XII
SOUL AND SPIRIT
Q. 12. What is to be said of man’s higher faculties?
A. The faculties and achievements of the highest among mankind—in Art, in Science, in Philosophy, and in Religion—are not explicable as an outcome of a struggle for existence. Something more than mere life is possessed by us—something represented by the words “mind” and “soul” and “spirit.” On one side we are members of the animal kingdom; on another we are associates in a loftier type of existence, and are linked with the Divine.
CLAUSE XII
The highest of those who have walked the earth reveal to us what we, too, may some day be: they link us with the Divine, and teach us that, however pathetically defaced by our infirmities and distorted by our imperfections, we may yet reflect the image of God.
[Part of the following explanation is based upon a study of certain facts not yet fully incorporated into orthodox science, nor fully recognised by philosophy: it must therefore be regarded as speculation.]
This idea, which permeates literature—that man has a spiritual as well as a material origin—emphasises from another point of view the doctrine of the Fall.

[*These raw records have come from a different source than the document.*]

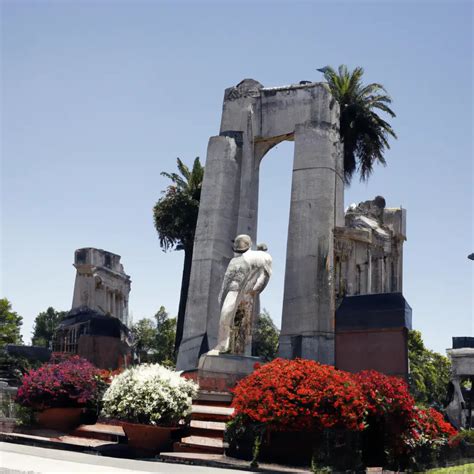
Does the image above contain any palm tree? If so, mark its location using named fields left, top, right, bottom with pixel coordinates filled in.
left=318, top=65, right=397, bottom=184
left=153, top=157, right=204, bottom=351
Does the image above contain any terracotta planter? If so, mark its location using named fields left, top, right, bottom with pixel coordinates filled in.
left=122, top=423, right=179, bottom=454
left=36, top=408, right=82, bottom=431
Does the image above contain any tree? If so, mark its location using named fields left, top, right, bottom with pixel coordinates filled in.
left=153, top=157, right=204, bottom=351
left=408, top=331, right=451, bottom=408
left=131, top=306, right=176, bottom=367
left=155, top=306, right=176, bottom=367
left=130, top=318, right=157, bottom=362
left=318, top=65, right=397, bottom=184
left=0, top=298, right=23, bottom=347
left=31, top=306, right=67, bottom=347
left=252, top=309, right=280, bottom=361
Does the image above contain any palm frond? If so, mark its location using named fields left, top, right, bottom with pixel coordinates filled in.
left=324, top=64, right=397, bottom=184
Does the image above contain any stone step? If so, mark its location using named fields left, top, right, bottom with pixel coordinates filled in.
left=191, top=404, right=234, bottom=422
left=181, top=436, right=224, bottom=448
left=173, top=436, right=224, bottom=454
left=71, top=423, right=127, bottom=443
left=189, top=420, right=225, bottom=439
left=193, top=390, right=233, bottom=406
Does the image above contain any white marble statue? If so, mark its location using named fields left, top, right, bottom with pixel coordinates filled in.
left=211, top=234, right=272, bottom=355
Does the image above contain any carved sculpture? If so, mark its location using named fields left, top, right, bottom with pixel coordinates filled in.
left=210, top=234, right=272, bottom=355
left=446, top=344, right=474, bottom=429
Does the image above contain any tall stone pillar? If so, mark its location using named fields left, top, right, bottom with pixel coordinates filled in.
left=176, top=133, right=242, bottom=370
left=279, top=122, right=344, bottom=364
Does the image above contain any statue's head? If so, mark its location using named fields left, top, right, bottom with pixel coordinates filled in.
left=234, top=234, right=252, bottom=253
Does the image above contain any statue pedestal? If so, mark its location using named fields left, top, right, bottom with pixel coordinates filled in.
left=198, top=353, right=263, bottom=392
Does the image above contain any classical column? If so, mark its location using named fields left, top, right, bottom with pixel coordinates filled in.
left=176, top=133, right=242, bottom=370
left=279, top=124, right=344, bottom=364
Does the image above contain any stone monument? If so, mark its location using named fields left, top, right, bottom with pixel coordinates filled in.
left=177, top=79, right=411, bottom=373
left=334, top=196, right=411, bottom=379
left=177, top=79, right=344, bottom=370
left=446, top=337, right=474, bottom=429
left=53, top=248, right=131, bottom=369
left=72, top=248, right=131, bottom=326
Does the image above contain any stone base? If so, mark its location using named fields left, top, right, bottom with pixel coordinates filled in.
left=197, top=353, right=263, bottom=392
left=336, top=293, right=411, bottom=380
left=278, top=333, right=334, bottom=365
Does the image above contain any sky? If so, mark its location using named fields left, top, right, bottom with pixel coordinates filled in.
left=0, top=0, right=474, bottom=353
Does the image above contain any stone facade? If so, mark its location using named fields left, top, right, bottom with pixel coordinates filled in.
left=334, top=196, right=406, bottom=303
left=72, top=248, right=131, bottom=325
left=446, top=337, right=474, bottom=429
left=177, top=79, right=406, bottom=370
left=53, top=248, right=131, bottom=369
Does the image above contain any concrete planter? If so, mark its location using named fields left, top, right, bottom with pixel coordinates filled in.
left=36, top=407, right=82, bottom=431
left=122, top=422, right=179, bottom=455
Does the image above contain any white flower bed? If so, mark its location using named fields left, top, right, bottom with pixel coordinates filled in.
left=102, top=364, right=198, bottom=426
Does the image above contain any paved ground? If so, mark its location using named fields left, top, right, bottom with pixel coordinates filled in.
left=0, top=443, right=252, bottom=474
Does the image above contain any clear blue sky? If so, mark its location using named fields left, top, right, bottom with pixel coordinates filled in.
left=1, top=0, right=474, bottom=352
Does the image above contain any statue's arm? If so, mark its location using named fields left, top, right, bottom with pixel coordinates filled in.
left=253, top=255, right=272, bottom=293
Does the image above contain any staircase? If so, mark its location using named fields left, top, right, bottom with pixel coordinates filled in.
left=173, top=390, right=234, bottom=454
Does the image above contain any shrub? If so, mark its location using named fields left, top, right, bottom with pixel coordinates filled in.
left=355, top=370, right=456, bottom=456
left=232, top=359, right=366, bottom=431
left=16, top=356, right=101, bottom=410
left=228, top=359, right=456, bottom=467
left=103, top=364, right=197, bottom=426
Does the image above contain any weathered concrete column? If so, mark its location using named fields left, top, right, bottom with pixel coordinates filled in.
left=279, top=122, right=343, bottom=364
left=176, top=133, right=242, bottom=370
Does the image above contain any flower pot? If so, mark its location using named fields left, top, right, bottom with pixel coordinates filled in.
left=122, top=423, right=179, bottom=455
left=36, top=407, right=82, bottom=431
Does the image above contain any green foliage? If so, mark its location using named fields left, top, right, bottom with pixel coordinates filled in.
left=253, top=309, right=280, bottom=362
left=0, top=298, right=23, bottom=347
left=131, top=306, right=176, bottom=367
left=154, top=306, right=176, bottom=367
left=31, top=306, right=67, bottom=347
left=130, top=318, right=157, bottom=362
left=408, top=331, right=451, bottom=408
left=320, top=65, right=397, bottom=184
left=153, top=158, right=204, bottom=251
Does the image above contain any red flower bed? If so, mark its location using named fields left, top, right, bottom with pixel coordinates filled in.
left=232, top=359, right=366, bottom=431
left=232, top=359, right=456, bottom=456
left=16, top=355, right=100, bottom=410
left=354, top=370, right=456, bottom=452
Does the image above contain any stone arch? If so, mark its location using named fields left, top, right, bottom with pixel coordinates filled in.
left=177, top=79, right=344, bottom=370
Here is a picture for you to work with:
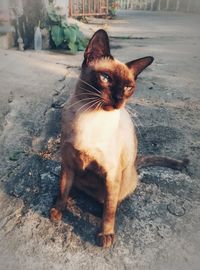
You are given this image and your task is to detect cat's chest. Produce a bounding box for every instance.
[74,110,120,156]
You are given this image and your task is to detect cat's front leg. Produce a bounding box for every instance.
[50,164,74,222]
[98,174,120,247]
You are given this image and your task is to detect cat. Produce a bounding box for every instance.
[50,29,188,247]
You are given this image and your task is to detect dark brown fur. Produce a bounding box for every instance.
[51,30,186,247]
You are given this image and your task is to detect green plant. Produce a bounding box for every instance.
[108,0,120,17]
[48,6,88,52]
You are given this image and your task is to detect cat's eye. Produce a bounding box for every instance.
[124,86,133,93]
[100,73,111,83]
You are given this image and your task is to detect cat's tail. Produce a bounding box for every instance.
[136,156,189,171]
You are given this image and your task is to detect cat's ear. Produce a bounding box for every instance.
[83,29,111,65]
[126,56,154,80]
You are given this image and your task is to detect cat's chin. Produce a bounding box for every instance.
[102,103,124,111]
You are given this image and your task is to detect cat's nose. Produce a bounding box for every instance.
[112,94,123,102]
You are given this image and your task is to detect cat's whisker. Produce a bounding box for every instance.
[67,97,99,109]
[74,91,100,97]
[79,78,101,94]
[76,98,99,113]
[79,86,101,97]
[83,100,100,113]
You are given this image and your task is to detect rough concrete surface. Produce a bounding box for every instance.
[0,12,200,270]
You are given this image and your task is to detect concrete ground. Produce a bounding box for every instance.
[0,11,200,270]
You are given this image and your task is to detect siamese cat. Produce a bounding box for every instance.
[50,30,188,247]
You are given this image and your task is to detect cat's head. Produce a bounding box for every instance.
[79,30,154,111]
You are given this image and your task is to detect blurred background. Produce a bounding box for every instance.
[0,0,200,51]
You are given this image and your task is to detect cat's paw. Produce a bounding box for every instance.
[97,233,115,248]
[50,208,62,223]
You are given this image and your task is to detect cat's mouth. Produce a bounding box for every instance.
[102,100,125,111]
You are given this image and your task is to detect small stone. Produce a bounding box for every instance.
[167,202,185,217]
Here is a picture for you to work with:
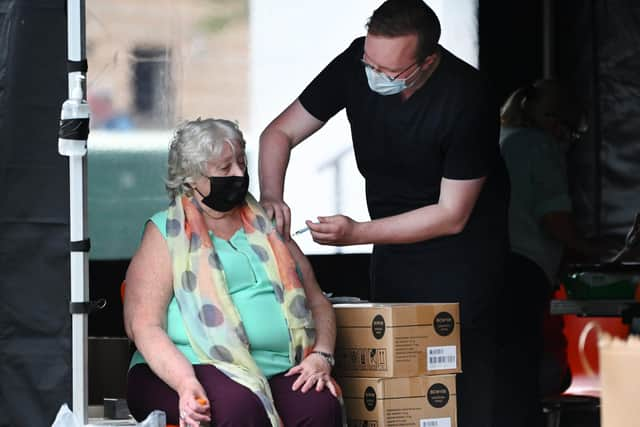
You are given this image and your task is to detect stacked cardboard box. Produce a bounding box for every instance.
[334,303,461,427]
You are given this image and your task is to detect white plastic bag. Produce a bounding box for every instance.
[51,403,167,427]
[51,403,82,427]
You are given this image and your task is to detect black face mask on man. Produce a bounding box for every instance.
[196,171,249,212]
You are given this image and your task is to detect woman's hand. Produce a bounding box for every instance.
[305,215,362,246]
[178,378,211,427]
[285,353,338,397]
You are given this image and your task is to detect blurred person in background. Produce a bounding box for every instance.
[495,80,593,427]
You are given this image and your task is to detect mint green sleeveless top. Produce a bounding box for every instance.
[129,211,292,378]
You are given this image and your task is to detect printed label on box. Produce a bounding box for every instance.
[427,345,458,371]
[420,417,451,427]
[338,348,387,371]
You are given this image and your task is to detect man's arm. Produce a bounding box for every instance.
[307,177,485,245]
[258,99,324,240]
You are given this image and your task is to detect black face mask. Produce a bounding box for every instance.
[196,171,249,212]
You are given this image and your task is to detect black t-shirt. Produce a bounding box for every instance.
[299,38,509,308]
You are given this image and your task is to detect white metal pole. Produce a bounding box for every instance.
[542,0,556,79]
[58,0,89,425]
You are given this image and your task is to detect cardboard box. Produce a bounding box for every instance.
[334,303,461,378]
[338,375,457,427]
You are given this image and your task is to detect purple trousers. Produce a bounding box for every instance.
[127,364,342,427]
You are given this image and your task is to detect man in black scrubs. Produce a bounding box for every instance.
[259,0,513,427]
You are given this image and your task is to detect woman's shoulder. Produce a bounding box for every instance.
[147,209,167,239]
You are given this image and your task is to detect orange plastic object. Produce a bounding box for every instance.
[554,287,629,377]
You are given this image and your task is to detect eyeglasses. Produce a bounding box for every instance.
[360,56,418,82]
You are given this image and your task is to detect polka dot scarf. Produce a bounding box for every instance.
[167,194,315,426]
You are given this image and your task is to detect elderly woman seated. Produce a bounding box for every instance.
[124,119,343,427]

For the utilisation of a material body, of animal ancestry, exposes the individual to much trial and temptation, and makes him aware of a contest between the flesh and the spirit, or between a lower and a higher self, which constitutes the element of truth in the otherwise mistaken doctrine of “original,” or inherited, or imputed sin. Vicarious sin is a legal fiction: so is vicarious punishment; vicarious suffering is a reality. The mother of a ne’er-do-well knows it: it is undergone by the children of vicious parents; the highest souls have felt it on behalf of the race of man; but it is not artificial or imputed suffering, it is genuine and real; and experience shows that it can have a redeeming virtue.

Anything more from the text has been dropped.